BRINKLEY: Bill Clinton himself.

LEMON: Okay.

BRINKLEY: And he has, you know, a couple of people, yeah. But this is President Clinton saying I need to get in there. I'm sure Hillary Clinton is with him in Southern California right now, and she's an incredible caretaker of him as he's had to go through these ups and downs with his health the past decade.

LEMON: Yeah. Thank you, Douglas. Thank you, Dr. Reiner. I appreciate it. Thank you so much. I want to turn now to CNN senior political analyst Ron Brownstein and senior legal analyst Elie Honig. Good evening, gentlemen. So, here we go. The drama continues and it's -- Elie, anyways, Elie, the January 6 Select Committee officially saying that they are moving to hold Trump ally Steve Bannon in criminal contempt for refusing to comply with their subpoena. But, I mean, this is an uphill battle. How long could it take?

ELIE HONIG, CNN LEGAL ANALYST: Well, that will be up to Merrick Garland. I mean, if the committee follows through and they've made very clear they intend to, then it will shift over to Merrick Garland to make the decision, does he charge the federal crime of contempt of Congress?

And a lot of people are asking that question. My question is, how can he not? I mean, when you look at the fact here, Steve Bannon has zero legitimate basis. He's saying executive privilege. He's saying attorney/client privilege. Those things have no application to someone who is not an attorney and was not part of the executive branch.

If Merrick Garland chooses not to charge this, where does that leave the committee? Where does that leave Congress? Where does that leave our balance of powers? Where does that leave the Justice Department? This is a real moment of truth for Merrick Garland coming up right here.

LEMON: Elie, we know the strategy in Trump world, right, is to try to delay at all costs. Usually, that's, you know, extending litigation. The M.O. was to sue people and sue people and they them to court long enough so they -- you know, I guess until they run out of resources or run out of time, right? They would run the clock out. What is -- is there anything more that the committee can do?

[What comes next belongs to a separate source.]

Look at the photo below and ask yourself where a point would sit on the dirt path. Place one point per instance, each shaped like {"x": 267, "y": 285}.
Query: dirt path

HONIG: So, the committee, all they can do is get this over to DOJ quickly on the criminal side, get it into the courts quickly on the civil side, and they can do both those things, by the way. They should. I mean, why not? They're both available.

At that point, the people we need to be looking at are, again, Merrick Garland on the criminal side and judges, whatever judge in the district court in the district of Columbia gets this case.

Look, judges can move as quickly as they want. I've had judges put what I thought were ridiculous timeframes on me. "I need your brief in two weeks." I would think, I can't do that. You know what? As a lawyer, you do it.

LEMON: You did it.

HONIG: The judge says it. So, whatever judge draws these cases needs to get on this quickly, cannot tolerate delay.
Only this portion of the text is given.